Vision Transformers in 2022: An Update on Tiny ImageNet
August 9, 2025 ยท View on GitHub
This is the official PyTorch repository of Vision Transformers in 2022: An Update on Tiny ImageNet with pretrained models and training and evaluation scripts.
Model Zoo
I provide the following models finetuned with a 384x384 image resolution on Tiny ImageNet.
| name | acc@1 | #params | url |
|---|---|---|---|
| ViT-L | 86.43 | 304M | model |
| CaiT-S36 | 86.74 | 68M | model |
| DeiT-B distilled | 87.29 | 87M | model |
| Swin-L | 91.35 | 195M | model |
Usage
First, clone the repository:
git clone https://github.com/ehuynh1106/TinyImageNet-Transformers.git
Then install the dependencies:
pip install -r requirements.txt
Data Preparation
Download and extract Tiny ImageNet at https://image-net.org/ in the home directory of this repository.
Stanford hosts a copy that works to reproduce the results of this repo. For example, from the home directory of this project run in terminal
wget http://cs231n.stanford.edu/tiny-imagenet-200.zip
and extract the contents to the home directory
unzip tiny-imagenet-200.zip && mv tiny-imagenet-200/* . && rmdir tiny-imagenet-200
Then run python fileio.py to format the data. This will convert the images into tensors and pickle them into two files, train_dataset.pkl and val_dataset.pkl that will be used in the main code.
Training
To train a Swin-L model on Tiny ImageNet run the following command:
python main.py --train --model swin
Note: Training checkpoints are automatically saved in /models and visualizations of predictions on the validation set are automically saved to /predictions after half of the epochs have passed.
To train DeiT, ViT, and CaiT, replace --model swin with --model deit/vit/cait.

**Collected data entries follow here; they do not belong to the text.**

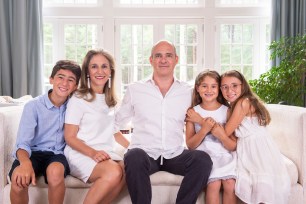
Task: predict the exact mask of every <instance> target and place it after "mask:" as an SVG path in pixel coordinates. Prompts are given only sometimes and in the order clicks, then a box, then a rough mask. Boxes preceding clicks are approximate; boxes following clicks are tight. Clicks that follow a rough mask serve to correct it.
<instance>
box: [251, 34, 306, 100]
mask: <svg viewBox="0 0 306 204" xmlns="http://www.w3.org/2000/svg"><path fill="white" fill-rule="evenodd" d="M269 49H270V50H271V59H272V60H274V59H277V58H279V59H280V64H279V65H277V66H273V67H272V68H271V69H270V70H269V71H268V72H266V73H264V74H262V75H260V77H259V78H258V79H254V80H250V81H249V83H250V85H251V87H252V89H253V91H254V92H255V93H256V94H257V95H258V96H259V97H260V98H261V99H262V100H263V101H265V102H266V103H285V104H288V105H295V106H306V101H305V99H306V96H305V95H306V82H305V80H306V79H305V77H306V34H304V35H298V36H295V37H283V38H281V39H280V40H279V41H277V42H276V41H274V42H272V43H271V45H270V46H269Z"/></svg>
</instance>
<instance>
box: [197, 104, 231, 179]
mask: <svg viewBox="0 0 306 204" xmlns="http://www.w3.org/2000/svg"><path fill="white" fill-rule="evenodd" d="M227 109H228V107H226V106H224V105H222V106H221V107H220V108H218V109H217V110H214V111H208V110H205V109H203V108H202V107H201V106H200V105H197V106H195V107H194V110H195V111H196V112H197V113H199V114H200V115H201V116H202V117H212V118H213V119H214V120H215V121H216V122H218V123H221V124H225V122H226V115H227ZM200 129H201V126H200V125H199V124H195V131H196V132H198V131H199V130H200ZM196 149H197V150H202V151H205V152H206V153H207V154H209V156H210V157H211V159H212V161H213V167H212V170H211V173H210V176H209V179H208V183H210V182H212V181H215V180H220V179H222V180H225V179H230V178H236V159H237V158H236V152H235V151H228V150H227V149H225V148H224V146H223V145H222V143H221V142H220V141H219V140H218V139H217V138H216V137H214V136H213V135H212V134H208V135H207V136H206V137H205V138H204V140H203V141H202V143H201V144H200V145H199V146H198V147H197V148H196Z"/></svg>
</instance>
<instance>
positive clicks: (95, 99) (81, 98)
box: [64, 94, 122, 182]
mask: <svg viewBox="0 0 306 204" xmlns="http://www.w3.org/2000/svg"><path fill="white" fill-rule="evenodd" d="M114 119H115V110H114V108H109V107H108V106H107V105H106V103H105V95H104V94H96V98H95V100H94V101H92V102H87V101H85V100H84V99H82V98H77V97H76V96H75V95H73V96H72V97H71V98H70V99H69V102H68V104H67V110H66V115H65V123H67V124H73V125H78V126H79V131H78V133H77V137H78V138H79V139H80V140H82V141H83V142H84V143H85V144H87V145H88V146H90V147H92V148H94V149H96V150H103V151H105V152H107V153H108V154H109V155H110V157H111V159H113V160H122V158H121V157H120V156H119V155H117V154H116V153H115V151H114V144H115V139H114V135H113V130H114ZM64 154H65V156H66V158H67V160H68V163H69V167H70V174H71V175H72V176H75V177H77V178H79V179H81V180H82V181H84V182H87V181H88V179H89V176H90V174H91V172H92V171H93V169H94V167H95V166H96V164H97V163H96V162H95V161H94V160H93V159H92V158H90V157H88V156H86V155H84V154H82V153H80V152H79V151H76V150H74V149H72V148H71V147H70V146H68V145H66V147H65V150H64Z"/></svg>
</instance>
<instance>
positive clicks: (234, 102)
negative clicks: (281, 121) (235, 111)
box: [221, 70, 271, 126]
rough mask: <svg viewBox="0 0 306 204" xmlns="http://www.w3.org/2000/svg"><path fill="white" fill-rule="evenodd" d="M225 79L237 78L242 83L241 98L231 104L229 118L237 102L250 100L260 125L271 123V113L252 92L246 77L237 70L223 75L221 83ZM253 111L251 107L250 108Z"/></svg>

To resume training a Swin-L model on Tiny ImageNet run the following command:
python main.py --train --model swin --resume /path/to/checkpoint
Evaluate
To evaluate a Swin-L model on the validation set of Tiny ImageNet run the following command:
python main.py --evaluate /path/to/model --model swin
Citing
@misc{huynh2022vision,
title={Vision Transformers in 2022: An Update on Tiny ImageNet},
author={Ethan Huynh},
year={2022},
eprint={2205.10660},
archivePrefix={arXiv},
primaryClass={cs.CV}
}